In today’s top story, we have news I didn’t think I’d see for… Well, I figured it would require the launch of a certain massive infrared telescope that is greatly delayed or about ten years in ground-based advances.

IMAGE: Artist’s rendition of HR 8799 planets b, c,d, and e as viewed in the infrared. CREDIT: W. M. Keck Observatory/Adam Makarenko

As we’ve said before, however, when scientists want to figure something out, they will do amazing things to find a way. In this case, researchers using the Planet Imager & Characterizer Instrument on Keck Observatory in Hawai’i figured out how to measure the rotation speed of planets orbiting alien stars.

The system, HR 8799, is located about 129 light-years away and has four super Jupiters.

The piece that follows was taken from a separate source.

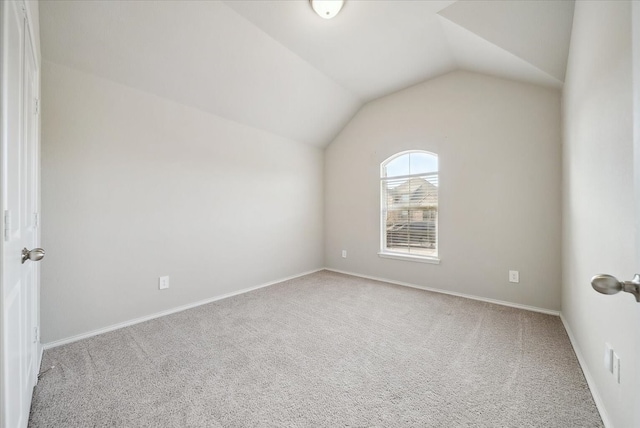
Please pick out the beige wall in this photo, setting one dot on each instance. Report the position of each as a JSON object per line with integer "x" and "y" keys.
{"x": 135, "y": 187}
{"x": 599, "y": 216}
{"x": 499, "y": 148}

These planets are big enough and bright enough that using this new instrument, nicknamed KPIC, they can see how spectral lines are broadened by the worlds’ rotations. Or at least they could make it out for two of the four worlds. 

Essentially, if the thing emitting light is moving toward you, the light is shifted to the blue, and if it’s moving away, it’s shifted to the red, and with a rotating globe – a planet – you get redshifting from one side and blue shifting from the other, and the light from specific spectral lines is spread out over more colors. For the two worlds they could measure, they clocked rotations at 10.1 and 15.1km/s. For comparison, Jupiter rotates at 12.7 km/s. Without knowing exactly how big the planets are, we can’t know the exact day lengths, but we’ll get there and this is awesome. This work will appear in The Astronomical Journal and was led by Jason Wang.

Understanding how planets can and do orbit is key to understanding how solar systems form and evolve. We’re pretty sure planets form in a nice disk orbiting the equator of their host star, and after that, all things seem possible. 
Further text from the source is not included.